複雑・ファジー小説

Re: 水車の廻る刹那に【そして彼女は弁当を投げた パート3更新!】 ( No.94 )
日時: 2012/09/18 20:10
名前: 火矢 八重 ◆USIWdhRmqk (ID: FIlfPBYO)












 …何でこうなるんでしょう。
 確か俺らは、回覧板を回す為に、仁比山神社に向っていたはずだ。
 なのに、だ。


「さっさととっとと家に帰れぇぇぇぇぇぇ!!」
「それを降ろしてくれたら帰りますってぇぇぇぇぇ!!」


 …なんで、凶器(包丁)を持った冬風恋先輩に、俺だけ追いかけられているんでしょう。
 誰か、この状態を俺に説明してください。切実に。









 階段登っている途中、大きな池があって、うっわー、大きい魚だなー、って感心して。
 んで、更に登った所に、寺があったから更にうっわー、素敵な建物だなー、と感動して。
 また階段を登って、やっと本殿(&離れの家)について、神職さんに回覧板を渡したら、(包丁使った)お昼ご飯の準備をしている冬風先輩にバッタリ。
 真っ白のワンピースをまとった冬風先輩は、身長が俺より少し高かった。肩より少し長い、綺麗な黒髪。それを水色のリボンで軽くあしらっている(ハーフアップ、というのだろうか)。
 わー、美人だなー、って思っていたら、何かいきなり不機嫌そうな顔をされて。
 と思ったら、いきなり「あんた、私とあったことある?」と聞かれる。
 やっぱり会った事があるのかな? と思ったが、中々思い出せない。
 良く分からないので、「さあ…多分、人違いかと」と言うと、「そう」と素っ気なく返された。
んで、神職である冬風先輩のお父さんに「せっかくだから、一緒に昼ごはん食べないか?」と誘われ、俺より先に(腹が減っていた)蛍が二つ返事で返した。
 別に俺は困らないので、後で順子さんに電話しなきゃなー、とか考えていると。











「嫌よ」


 冬風先輩が、キッパリと言った。
 そして、俺の方に指を指しながら、こう言った。


「こんな奴に私が作った飯を食わせるなんて、絶対に嫌! ってか、一緒に並ぶだけでも嫌!!」


 …なんていわれた。


「おい、その言い方はないだろう!」と神職さんが叱ったが、冬風先輩は癇癪を起こし、包丁を振り回して俺を追い掛け回してる…と、こういうことだ。

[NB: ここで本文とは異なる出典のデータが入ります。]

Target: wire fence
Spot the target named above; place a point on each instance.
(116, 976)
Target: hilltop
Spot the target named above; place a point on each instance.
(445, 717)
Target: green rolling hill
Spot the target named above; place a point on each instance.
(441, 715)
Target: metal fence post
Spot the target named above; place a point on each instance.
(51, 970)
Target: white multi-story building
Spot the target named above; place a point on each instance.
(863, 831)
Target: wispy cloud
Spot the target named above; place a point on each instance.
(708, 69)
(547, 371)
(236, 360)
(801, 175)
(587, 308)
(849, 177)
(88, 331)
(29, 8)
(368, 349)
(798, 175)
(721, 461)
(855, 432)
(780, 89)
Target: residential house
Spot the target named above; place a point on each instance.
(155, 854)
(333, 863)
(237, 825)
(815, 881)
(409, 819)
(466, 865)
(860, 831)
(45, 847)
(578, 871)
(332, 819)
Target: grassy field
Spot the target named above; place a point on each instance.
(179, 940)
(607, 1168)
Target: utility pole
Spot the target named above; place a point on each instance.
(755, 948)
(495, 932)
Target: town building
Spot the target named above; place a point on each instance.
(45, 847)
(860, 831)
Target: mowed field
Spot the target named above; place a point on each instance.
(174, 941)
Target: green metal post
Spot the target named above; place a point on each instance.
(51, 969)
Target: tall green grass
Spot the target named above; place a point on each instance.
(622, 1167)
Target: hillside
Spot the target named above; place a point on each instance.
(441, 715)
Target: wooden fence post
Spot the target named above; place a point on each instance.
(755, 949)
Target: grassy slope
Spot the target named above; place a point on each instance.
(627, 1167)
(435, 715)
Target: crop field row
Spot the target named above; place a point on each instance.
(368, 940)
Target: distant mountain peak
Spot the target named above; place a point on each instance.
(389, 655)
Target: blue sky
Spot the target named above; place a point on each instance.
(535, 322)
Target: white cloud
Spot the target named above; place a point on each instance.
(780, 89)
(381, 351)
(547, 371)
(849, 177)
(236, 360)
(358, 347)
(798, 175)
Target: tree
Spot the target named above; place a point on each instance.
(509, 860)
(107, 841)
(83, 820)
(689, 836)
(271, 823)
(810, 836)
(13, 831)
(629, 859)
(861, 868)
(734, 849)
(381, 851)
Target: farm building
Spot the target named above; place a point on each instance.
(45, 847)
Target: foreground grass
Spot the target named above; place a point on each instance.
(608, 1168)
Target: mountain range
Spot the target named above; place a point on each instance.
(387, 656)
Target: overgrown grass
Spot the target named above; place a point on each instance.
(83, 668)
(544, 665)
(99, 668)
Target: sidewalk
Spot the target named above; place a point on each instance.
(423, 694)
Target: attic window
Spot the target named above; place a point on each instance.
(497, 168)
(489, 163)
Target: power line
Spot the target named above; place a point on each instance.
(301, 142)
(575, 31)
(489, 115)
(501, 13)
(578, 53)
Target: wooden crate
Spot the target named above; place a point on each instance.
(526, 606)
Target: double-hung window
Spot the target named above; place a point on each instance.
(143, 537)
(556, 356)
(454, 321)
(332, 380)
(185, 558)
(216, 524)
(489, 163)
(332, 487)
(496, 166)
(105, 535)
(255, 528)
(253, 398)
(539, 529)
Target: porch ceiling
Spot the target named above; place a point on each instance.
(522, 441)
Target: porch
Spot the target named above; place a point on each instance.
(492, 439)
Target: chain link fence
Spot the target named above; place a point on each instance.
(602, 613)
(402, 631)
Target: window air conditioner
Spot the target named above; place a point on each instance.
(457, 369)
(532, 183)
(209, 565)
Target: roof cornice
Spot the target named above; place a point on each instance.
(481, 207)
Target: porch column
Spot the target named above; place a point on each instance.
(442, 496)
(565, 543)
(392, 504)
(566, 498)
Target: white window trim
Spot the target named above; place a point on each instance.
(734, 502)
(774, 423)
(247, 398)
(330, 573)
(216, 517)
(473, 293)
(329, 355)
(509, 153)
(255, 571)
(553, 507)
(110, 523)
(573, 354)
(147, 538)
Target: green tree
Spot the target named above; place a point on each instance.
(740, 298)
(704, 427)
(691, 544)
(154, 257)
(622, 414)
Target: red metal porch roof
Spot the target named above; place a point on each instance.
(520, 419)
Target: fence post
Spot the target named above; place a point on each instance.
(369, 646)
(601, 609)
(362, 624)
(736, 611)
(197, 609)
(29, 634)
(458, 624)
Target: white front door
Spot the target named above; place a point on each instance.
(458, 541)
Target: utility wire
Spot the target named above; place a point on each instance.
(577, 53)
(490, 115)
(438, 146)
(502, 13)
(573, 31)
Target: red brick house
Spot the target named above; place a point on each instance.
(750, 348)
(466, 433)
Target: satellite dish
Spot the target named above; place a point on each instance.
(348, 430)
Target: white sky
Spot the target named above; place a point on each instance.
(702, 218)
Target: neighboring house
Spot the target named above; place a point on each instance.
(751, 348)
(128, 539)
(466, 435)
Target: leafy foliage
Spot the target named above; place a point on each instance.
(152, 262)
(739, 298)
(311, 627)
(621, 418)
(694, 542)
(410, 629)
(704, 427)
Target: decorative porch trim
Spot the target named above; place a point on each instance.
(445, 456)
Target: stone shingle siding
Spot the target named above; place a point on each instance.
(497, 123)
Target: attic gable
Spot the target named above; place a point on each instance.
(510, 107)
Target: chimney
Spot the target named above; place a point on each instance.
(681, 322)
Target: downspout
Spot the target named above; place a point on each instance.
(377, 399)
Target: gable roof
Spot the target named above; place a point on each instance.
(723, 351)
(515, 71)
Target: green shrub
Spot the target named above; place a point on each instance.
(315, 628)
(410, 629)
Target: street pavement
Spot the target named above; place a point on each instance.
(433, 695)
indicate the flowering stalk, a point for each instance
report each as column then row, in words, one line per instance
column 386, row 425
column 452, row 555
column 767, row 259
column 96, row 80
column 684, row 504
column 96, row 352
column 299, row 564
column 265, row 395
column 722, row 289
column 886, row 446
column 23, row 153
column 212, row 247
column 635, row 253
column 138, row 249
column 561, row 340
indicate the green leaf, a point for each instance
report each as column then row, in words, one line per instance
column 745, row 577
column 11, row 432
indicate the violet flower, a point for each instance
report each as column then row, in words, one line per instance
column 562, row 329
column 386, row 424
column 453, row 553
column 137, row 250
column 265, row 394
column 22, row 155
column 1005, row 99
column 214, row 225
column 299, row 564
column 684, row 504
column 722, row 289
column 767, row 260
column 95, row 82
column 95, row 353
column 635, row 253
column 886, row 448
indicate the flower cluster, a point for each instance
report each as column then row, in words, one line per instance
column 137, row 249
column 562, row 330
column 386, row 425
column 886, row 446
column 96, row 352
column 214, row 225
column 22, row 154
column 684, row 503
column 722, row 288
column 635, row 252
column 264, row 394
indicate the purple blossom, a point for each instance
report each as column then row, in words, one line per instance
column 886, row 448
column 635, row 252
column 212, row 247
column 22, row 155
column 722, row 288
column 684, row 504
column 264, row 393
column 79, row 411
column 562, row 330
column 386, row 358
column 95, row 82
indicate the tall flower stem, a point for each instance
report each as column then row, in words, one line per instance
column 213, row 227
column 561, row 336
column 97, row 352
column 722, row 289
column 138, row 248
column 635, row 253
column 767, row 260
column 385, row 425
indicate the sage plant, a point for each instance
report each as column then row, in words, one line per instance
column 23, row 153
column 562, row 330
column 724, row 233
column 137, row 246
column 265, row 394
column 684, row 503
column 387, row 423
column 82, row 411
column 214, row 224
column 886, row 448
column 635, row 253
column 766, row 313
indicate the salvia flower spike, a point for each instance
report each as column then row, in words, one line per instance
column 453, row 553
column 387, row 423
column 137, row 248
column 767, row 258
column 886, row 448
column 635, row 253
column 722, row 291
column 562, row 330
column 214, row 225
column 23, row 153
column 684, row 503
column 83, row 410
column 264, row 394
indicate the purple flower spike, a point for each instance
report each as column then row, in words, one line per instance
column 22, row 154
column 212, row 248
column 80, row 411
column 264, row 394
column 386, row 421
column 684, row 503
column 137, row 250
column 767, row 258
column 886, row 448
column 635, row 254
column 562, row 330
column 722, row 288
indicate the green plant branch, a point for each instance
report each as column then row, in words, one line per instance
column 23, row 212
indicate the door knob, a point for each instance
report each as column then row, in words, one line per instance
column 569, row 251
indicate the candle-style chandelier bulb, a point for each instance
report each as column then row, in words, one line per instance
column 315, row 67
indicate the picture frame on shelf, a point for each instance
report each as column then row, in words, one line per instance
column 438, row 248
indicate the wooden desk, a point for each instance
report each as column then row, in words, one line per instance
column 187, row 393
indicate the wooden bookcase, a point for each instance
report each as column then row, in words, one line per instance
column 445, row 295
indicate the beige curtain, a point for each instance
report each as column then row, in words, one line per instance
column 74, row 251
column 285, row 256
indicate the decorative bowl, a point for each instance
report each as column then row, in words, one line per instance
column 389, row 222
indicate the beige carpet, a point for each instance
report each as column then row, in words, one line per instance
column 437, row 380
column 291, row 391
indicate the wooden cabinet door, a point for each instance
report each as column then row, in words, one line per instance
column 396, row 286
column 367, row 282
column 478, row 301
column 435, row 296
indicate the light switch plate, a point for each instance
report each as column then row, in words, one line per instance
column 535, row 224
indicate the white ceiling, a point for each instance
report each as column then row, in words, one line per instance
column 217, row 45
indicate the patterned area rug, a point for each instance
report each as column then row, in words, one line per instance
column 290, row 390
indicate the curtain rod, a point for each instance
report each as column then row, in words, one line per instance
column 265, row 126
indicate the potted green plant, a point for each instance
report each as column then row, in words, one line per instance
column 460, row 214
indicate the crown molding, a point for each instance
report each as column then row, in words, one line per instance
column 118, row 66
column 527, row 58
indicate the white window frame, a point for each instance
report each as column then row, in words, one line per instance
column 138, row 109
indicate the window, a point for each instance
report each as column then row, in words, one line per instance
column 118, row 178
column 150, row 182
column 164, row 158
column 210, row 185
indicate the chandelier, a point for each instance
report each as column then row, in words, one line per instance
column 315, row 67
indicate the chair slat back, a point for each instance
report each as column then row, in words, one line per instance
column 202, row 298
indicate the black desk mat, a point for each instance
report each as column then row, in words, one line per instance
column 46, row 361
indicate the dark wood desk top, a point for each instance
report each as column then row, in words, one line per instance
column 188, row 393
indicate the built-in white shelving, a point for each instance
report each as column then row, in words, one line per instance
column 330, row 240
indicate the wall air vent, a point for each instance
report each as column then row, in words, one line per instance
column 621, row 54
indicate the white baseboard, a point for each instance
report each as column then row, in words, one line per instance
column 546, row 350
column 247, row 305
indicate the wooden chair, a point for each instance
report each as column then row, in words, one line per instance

「だからさっさと出ていきなさ———————————い!!」
「ぎゃあああああああああああああああああ!!」


 で、今に至るわけなのだ。
 色々ショックです、俺。
 初対面で女の子に嫌われ、かつ包丁振り回されて追いかけられているとか、滅茶苦茶悲しんだけど。
 そして、神職さんは叱るけど、茂みの中に隠れてるし。
 蛍は蛍で、呆然として立ち尽くしてるし。誰も助けてくれないとか、とっても哀しいんだが。
 あ、やばい、涙出てきた。
 ってか神職さん、親のくせに止めずに自分だけ隠れるとかどんだけヘタレなんだ。
 ああそうなのか、自分の身が可愛いのね。実の娘を止めず、追いかけられてる子供を見捨てて、自分だけ安全地に居るつもりなのね。ああどうなっていくんだろうねぇ日本の未来はぁぁぁぁぁぁぁぁっ!!

 今にも、鬼の形相で包丁持って迫ってくる先輩が居る。
 俺は元々体力無いし、流石に疲れてきた。
ちょっと危険な賭けに出るが、ええい、こうなったら男は度胸だ!

 俺は一旦止まって、彼女の方へふり向いた。


「出て行きます!! 出て行きますから!! だからその包丁降ろして!」


 俺が止まったからか、先輩はキキーッ! と急ブレーキをかけた。
 鬼の形相が、普通の顔になる。
 先輩はゆっくりと、包丁を降ろした。
 その時、右手の手首に巻いてあるリストバントの隙間から、傷跡が見えた。













 その時。
 ドクン!! と、心臓が言った。

 …あ?
 まるで血流が逆流している様に。激しく心臓が鳴り響く。















 ドクン! ドクン! ドクン!


 …何だ?


 息が苦しい。胸が痛い。







 …何だ? 何がどうしたんだ?








「…判れば良いのよ。さっさと出て行きなさい」


 俺の様子に構わず、落ち着いた先輩が言った。
 さっきの様子が、嘘みたいだ。